There was "increased water seepage" from a temporary cofferdam at the Muskrat Falls reservoir early Friday morning, according to a statement from Nalcor Energy.
An engineering team inspected the cofferdam and recommended the reservoir levels be reduced to "mitigate risk associated with increased flow and to maintain the integrity of the cofferdam," according to a statement from Nalcor.
The Crown corporation opened the spillway gates, causing increased water flow downstream of the Muskrat Falls hydroelectric project.
Nalcor CEO Stan Marshall said Nalcor made the decision to bring down the water after noticing increased flow and discoloration of the water.
Once water levels are down, Nalcor said the cofferdam will undergo further inspection.
Nalcor said there is no risk of flooding in any surrounding communities, saying the water flow conditions are consistent with those during the spring season.
Communities and stakeholders were notified of the situation, in accordance with Nalcor's emergency preparedness plan, the company said.
Not meant to be waterproof
The Cofferdam is a temporary dam built slightly upstream from the planned permanent dam.
According to Nalcor CEO Stan Marshall, it's put in place to allow for construction of the real deal.
The rock-filled cofferdam is "not designed to be completely impervious," said Nalcor in second statement late Friday.
"A cofferdam is composed of rocks and soil materials.
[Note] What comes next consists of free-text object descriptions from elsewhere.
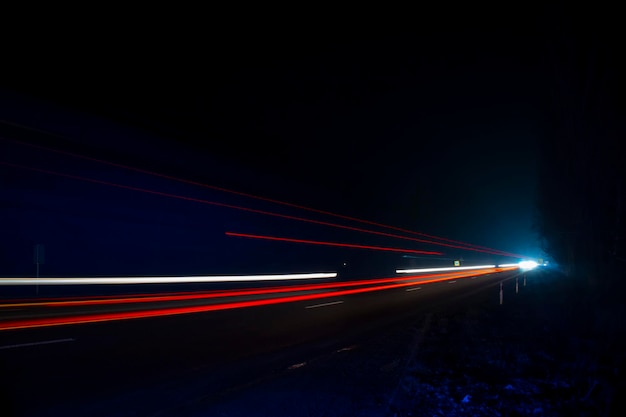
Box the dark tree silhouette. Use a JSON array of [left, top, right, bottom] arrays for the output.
[[535, 5, 625, 288]]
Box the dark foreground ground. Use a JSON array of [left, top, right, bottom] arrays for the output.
[[172, 269, 625, 416], [3, 268, 624, 416]]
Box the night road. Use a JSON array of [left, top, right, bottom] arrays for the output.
[[1, 266, 520, 416], [2, 4, 625, 415]]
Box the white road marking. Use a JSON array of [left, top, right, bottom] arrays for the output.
[[448, 280, 457, 284], [406, 287, 423, 292], [288, 362, 307, 370], [0, 338, 75, 350], [336, 345, 358, 353], [305, 300, 344, 309]]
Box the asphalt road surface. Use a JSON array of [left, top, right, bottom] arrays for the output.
[[0, 268, 520, 416]]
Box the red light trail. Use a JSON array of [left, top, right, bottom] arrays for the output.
[[225, 232, 443, 255], [0, 269, 487, 309], [0, 268, 515, 331], [3, 138, 526, 258], [0, 161, 518, 256]]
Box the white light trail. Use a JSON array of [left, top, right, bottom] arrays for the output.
[[498, 263, 519, 268], [395, 265, 497, 274], [0, 272, 337, 286]]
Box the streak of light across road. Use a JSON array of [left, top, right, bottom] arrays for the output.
[[396, 264, 498, 273], [0, 161, 520, 257], [225, 232, 443, 255], [0, 272, 337, 286], [4, 138, 526, 258], [0, 269, 496, 308], [0, 266, 517, 331]]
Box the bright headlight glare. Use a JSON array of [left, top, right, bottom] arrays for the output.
[[518, 260, 538, 270]]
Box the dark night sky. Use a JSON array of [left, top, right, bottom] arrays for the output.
[[4, 6, 593, 265]]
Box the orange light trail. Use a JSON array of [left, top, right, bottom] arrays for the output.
[[0, 268, 517, 331], [225, 232, 443, 255], [2, 139, 526, 258]]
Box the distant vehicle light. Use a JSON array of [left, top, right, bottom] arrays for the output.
[[518, 260, 538, 270]]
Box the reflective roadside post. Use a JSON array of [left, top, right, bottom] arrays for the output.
[[33, 244, 45, 295], [499, 281, 503, 305], [516, 276, 519, 294]]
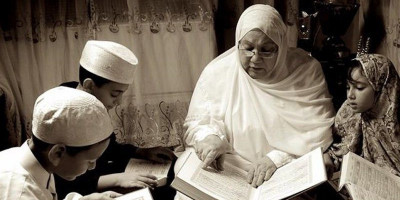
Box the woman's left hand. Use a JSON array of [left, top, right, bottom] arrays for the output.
[[247, 156, 277, 188]]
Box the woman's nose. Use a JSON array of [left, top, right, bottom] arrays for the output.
[[250, 50, 262, 62]]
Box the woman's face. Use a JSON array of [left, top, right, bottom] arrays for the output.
[[346, 67, 375, 113], [238, 30, 278, 81]]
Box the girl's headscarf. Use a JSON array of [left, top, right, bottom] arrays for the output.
[[334, 54, 400, 175]]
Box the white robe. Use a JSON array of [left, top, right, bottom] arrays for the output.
[[0, 141, 83, 200], [0, 141, 57, 200], [184, 4, 334, 164]]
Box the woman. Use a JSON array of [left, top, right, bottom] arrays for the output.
[[183, 4, 335, 188], [331, 54, 400, 176]]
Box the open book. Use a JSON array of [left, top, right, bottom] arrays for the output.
[[338, 152, 400, 200], [115, 187, 153, 200], [171, 148, 327, 200], [125, 158, 172, 187]]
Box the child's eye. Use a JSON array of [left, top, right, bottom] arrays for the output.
[[356, 85, 365, 90]]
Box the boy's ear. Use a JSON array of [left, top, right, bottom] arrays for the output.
[[82, 78, 95, 93], [48, 144, 66, 167]]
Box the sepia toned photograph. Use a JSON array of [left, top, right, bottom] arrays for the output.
[[0, 0, 399, 199]]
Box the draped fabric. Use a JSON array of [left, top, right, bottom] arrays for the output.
[[184, 5, 334, 163], [333, 54, 400, 175], [0, 0, 217, 148], [357, 0, 400, 73]]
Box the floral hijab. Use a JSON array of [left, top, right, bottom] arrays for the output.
[[333, 54, 400, 175]]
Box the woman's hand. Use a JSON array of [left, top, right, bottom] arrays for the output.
[[136, 147, 177, 163], [247, 156, 277, 188], [80, 191, 121, 200], [98, 173, 158, 190], [194, 134, 228, 170]]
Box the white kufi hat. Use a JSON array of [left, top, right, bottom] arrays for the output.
[[80, 40, 138, 84], [32, 87, 113, 147]]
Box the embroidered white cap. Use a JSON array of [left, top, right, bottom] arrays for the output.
[[32, 86, 113, 147], [79, 40, 138, 84]]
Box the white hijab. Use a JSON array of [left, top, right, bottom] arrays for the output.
[[185, 4, 334, 162]]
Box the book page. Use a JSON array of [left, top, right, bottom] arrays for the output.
[[115, 187, 153, 200], [345, 184, 386, 200], [175, 151, 254, 200], [339, 152, 400, 200], [173, 148, 326, 200], [190, 160, 253, 200], [255, 147, 327, 200], [125, 158, 172, 186]]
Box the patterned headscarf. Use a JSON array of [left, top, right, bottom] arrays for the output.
[[333, 54, 400, 175]]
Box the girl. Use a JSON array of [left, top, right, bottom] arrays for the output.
[[331, 54, 400, 175]]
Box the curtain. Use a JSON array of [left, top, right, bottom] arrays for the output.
[[357, 0, 400, 73], [0, 0, 217, 149], [376, 0, 400, 72]]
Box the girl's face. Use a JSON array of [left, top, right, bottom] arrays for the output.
[[346, 67, 375, 113]]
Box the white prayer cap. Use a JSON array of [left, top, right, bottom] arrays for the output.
[[32, 87, 113, 147], [79, 40, 138, 84]]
It's temporary. It normally would have some seepage" Marshall told CBC Radio's On The Go.
The structure, which is 450 metres long and 26 metres high, spans a channel in the Churchill River.
Marshall said some seepage is expected, but the repair work could cause another delay in Muskrat Falls construction.
"Well it's certainly going to mean a delay which is of concern right now as we [head towards] winter," Marshall said. "That is the most serious concern that it is going to jeopardize your schedule."